Chander ends his book with the intriguing suggestion that the World Trade Organization might be well suited to settle disputes over trading in cyberspace. When Antigua tried to become the Las Vegas and Atlantic City of online gambling and its operations were shut down by the United States for violating the Unlawful Internet Gambling Enforcement Act of 2006, he points out, the dispute made its way to the WTO, which accepted the American claim that online betting promoted underage and addictive gambling, and abetted fraud and money laundering. Significantly, however, the WTO granted Antigua the right to retaliate. It suspended Antigua's obligation to conform with U.S. intellectual property rights, allowing "free copies" of movies and music to be made, up to $21 million, the estimated amount of revenue lost from online gambling on horse races (which, after all, is permitted in the United States).

Chander even dares to hope that one day the WTO will dismantle a local regulation because it conflicts with human rights law. China's General Agreement on Trade in Services (GATS) accession schedule, he notes, includes some promises of market access and national treatment for cross-border services that could justify such a ruling. He suggests as well that the WTO could act to ensure that policies that purport to advance public morals comply with "basic and universally accepted principles of free speech."
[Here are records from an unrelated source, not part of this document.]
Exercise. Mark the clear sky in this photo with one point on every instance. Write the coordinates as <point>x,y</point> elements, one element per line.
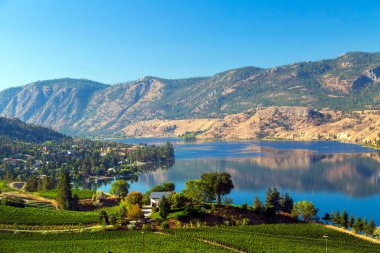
<point>115,41</point>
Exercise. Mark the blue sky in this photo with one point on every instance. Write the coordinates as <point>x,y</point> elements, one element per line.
<point>116,41</point>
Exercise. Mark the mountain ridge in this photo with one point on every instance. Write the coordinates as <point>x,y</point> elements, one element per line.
<point>81,106</point>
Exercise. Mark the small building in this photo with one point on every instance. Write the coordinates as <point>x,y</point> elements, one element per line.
<point>156,196</point>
He knows, of course, that neither GATS nor the WTO, nor any other international organization, will bring twenty-first century copyright infringers like Pirate Bay to heel, or protect the medical records of patients as they travel halfway around the world, any time soon. Nor will they be able to get rid of the entrenched restrictions of repressive regimes. And his wish to "nurture a corporate consciousness among information service providers about their role in liberation or oppression" is, at best, only a first step toward "harmonization" and "glocalization," thinking locally and acting globally, on an electronic silk road that is, at once, easy to navigate, and loaded with land mines.